Reid went from being the runt of the Langley siblings, meek and unassuming, to the social pariah of Clearwater after Caroline’s death. It didn’t help he went mute for two years, unable to speak to anyone at all after she passed. Not even his family—especially not his family.
In the year they knew each other, Dawson had allowed Reid to be more than the title that preceded him. In many ways, Dawson reminded Reid of his own mother, with their shared kindness and fresh perspectives on the world around them. For the first time in a long time, Reid was able to envision himself as more than just the weird Langley son who still grieved the loss of his long-dead mother. Around Dawson, he could simply be.
But that was in the past now.
Because, according to the news, Dawson had drowned.

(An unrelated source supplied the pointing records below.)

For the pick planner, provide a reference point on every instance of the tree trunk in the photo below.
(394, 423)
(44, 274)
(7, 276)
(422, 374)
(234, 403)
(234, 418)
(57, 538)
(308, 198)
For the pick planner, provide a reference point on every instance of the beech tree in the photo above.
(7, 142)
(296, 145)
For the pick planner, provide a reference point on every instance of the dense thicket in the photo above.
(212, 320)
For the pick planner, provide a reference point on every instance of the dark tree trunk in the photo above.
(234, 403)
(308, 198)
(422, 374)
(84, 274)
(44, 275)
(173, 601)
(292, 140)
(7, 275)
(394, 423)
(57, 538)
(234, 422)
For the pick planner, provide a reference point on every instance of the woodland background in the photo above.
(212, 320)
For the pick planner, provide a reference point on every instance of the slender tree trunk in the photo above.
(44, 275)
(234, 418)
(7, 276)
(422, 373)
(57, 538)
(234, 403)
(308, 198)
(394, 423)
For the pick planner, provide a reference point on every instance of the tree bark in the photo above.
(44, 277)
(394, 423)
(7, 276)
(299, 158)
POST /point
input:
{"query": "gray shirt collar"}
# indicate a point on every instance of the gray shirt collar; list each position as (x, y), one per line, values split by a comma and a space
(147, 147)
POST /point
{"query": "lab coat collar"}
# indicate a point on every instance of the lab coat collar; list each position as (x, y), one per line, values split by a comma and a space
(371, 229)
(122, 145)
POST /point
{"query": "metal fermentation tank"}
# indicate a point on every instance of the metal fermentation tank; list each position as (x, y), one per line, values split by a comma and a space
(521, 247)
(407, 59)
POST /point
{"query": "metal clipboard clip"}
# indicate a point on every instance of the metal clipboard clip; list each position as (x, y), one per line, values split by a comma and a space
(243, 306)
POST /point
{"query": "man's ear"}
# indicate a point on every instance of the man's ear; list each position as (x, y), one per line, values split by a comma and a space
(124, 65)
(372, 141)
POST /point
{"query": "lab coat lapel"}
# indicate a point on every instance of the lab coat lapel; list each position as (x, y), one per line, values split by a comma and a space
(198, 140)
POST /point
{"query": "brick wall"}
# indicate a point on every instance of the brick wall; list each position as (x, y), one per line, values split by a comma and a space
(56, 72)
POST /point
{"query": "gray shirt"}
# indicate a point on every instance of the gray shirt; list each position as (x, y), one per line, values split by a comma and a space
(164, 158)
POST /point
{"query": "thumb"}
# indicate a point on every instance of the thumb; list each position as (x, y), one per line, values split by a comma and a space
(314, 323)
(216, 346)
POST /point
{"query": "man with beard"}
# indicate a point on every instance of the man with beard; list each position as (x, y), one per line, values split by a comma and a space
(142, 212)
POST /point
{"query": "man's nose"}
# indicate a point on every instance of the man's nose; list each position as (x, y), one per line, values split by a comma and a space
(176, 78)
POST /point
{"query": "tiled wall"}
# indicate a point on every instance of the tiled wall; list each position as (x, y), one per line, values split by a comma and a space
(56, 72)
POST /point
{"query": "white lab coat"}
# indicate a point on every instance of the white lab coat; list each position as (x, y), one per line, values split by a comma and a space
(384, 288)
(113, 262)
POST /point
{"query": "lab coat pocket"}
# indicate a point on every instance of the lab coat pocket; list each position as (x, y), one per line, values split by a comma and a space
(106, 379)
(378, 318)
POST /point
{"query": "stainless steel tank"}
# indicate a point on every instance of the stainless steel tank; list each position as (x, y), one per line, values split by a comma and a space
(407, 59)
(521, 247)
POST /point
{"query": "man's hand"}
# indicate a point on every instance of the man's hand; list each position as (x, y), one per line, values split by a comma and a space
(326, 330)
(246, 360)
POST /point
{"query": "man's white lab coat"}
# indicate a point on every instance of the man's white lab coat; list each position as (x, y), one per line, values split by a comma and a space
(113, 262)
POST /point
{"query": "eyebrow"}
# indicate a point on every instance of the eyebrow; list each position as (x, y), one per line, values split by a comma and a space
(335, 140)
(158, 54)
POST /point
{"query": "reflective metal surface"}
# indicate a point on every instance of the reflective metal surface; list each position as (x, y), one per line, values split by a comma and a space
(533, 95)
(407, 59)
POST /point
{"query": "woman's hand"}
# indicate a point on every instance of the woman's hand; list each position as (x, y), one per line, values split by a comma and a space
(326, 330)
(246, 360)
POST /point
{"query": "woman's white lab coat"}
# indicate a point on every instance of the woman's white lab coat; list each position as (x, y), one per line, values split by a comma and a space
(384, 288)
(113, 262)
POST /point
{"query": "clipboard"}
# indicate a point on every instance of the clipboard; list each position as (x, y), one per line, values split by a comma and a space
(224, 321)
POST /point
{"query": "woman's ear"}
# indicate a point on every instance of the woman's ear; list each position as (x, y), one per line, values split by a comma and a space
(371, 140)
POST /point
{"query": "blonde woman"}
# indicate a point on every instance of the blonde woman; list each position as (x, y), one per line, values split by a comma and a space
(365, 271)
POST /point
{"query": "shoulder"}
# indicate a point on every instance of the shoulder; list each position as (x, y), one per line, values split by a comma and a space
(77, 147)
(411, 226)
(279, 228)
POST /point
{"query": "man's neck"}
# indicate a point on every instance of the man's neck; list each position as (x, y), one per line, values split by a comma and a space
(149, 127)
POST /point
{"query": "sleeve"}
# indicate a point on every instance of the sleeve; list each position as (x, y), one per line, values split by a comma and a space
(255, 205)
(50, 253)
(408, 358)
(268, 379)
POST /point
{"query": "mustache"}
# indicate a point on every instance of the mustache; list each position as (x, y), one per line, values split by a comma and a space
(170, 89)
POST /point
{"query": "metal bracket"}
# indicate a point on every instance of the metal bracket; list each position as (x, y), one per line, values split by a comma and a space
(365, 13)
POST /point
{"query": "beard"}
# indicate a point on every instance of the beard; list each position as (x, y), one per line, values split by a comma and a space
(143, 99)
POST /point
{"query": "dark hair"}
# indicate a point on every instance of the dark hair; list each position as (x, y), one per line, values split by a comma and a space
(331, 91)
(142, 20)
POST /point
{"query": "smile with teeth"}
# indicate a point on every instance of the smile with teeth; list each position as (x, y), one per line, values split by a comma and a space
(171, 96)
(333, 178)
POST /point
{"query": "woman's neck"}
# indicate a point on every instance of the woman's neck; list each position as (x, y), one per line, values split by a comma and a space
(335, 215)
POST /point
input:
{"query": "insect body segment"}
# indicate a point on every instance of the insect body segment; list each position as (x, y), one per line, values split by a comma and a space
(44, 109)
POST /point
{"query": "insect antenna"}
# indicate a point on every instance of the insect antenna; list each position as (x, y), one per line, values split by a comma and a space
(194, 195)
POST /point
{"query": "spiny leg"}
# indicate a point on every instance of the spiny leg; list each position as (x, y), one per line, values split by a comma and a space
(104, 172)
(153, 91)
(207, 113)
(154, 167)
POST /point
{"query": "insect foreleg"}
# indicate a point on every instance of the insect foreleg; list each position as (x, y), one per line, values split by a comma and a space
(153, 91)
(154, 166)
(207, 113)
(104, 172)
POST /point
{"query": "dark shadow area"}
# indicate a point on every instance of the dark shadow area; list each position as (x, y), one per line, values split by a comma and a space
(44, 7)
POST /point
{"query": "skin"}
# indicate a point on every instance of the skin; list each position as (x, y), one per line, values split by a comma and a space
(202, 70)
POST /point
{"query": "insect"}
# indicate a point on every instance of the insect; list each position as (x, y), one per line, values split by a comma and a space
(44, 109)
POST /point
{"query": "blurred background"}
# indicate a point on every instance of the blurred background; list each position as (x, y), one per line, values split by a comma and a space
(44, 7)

If Reid allowed himself to see beyond his grief, for even just a moment, there was a part of him that knew something wasn’t quite right. He had the nauseating sense that history was somehow repeating itself.
This is just like Mom.
Having floated back toward the shore, he lingered beneath a cypress tree growing out of the dark water. Spanish moss hung from the branches, brushing Reid’s shoulders. A cicada fell from the overhanging tree, landing on the edge of the paddleboard. The heavy, winged insect squirmed on its back, struggling to right itself. He studied the cicada, suddenly feeling sick at the memory of eating one the day before.
He had been taught from an early age to respect the skittering creatures, to treat them with reverence. To do anything less was practically sacrilegious. But those teachings never settled right with him.
Reid gripped the end of his paddle. In a fast, sure motion, he squashed the whining cicada, silencing it with a steady, killing blow.
CHAPTER 16SAM
The sound of screaming jolted Sam awake. In the haze of sleep, she forgot where she was. Her heart pounded in her chest as the distant yelling conjured images of her daddy on the other side of her bedroom door, threatening to destroy everything in his path to get in. She fumbled for the meager switchblade she kept beneath her pillow, then flicked it open.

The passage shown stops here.